Radeon Linux Driver Preparing Adaptive Backlight Management (ABM)

Written by Michael Larabel in Radeon on 13 November 2018 at 03:57 PM EST. 4 Comments
RADEON
The "AMDGPU" Radeon Linux kernel graphics driver is preparing support for "Adaptive Backlight Management" as a backlight power-savings feature for laptops.

Adaptive Backlight Management reduces the backlight level in an effort to save power but increases the pixel contrast and luminance to improve image quality and readability under the lower light condition.

The ABM reacts dynamically based upon the pixel luminance of the content being displayed on the screen and works with eDP displays and supported GPUs.

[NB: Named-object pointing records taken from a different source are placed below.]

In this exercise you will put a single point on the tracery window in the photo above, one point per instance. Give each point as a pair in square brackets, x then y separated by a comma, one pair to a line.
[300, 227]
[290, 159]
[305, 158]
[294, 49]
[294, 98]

This functionality relies upon a "DMCU" firmware that is currently only available for Raven Ridge hardware.

To end-users, the ABM functionality can be controlled as a DRM property and four different values ranging from small power-savings to maximum power-savings with the greatest backlight reduction and most extreme contrast increase.

This functionality is currently being plumbed into the AMDGPU kernel driver and presumably will make it in time for the Linux 4.21 cycle in early 2019. Again though this Adaptive Backlight Management will only work for eDP outputs with (currently) Raven Ridge APUs and does require the latest firmware support too.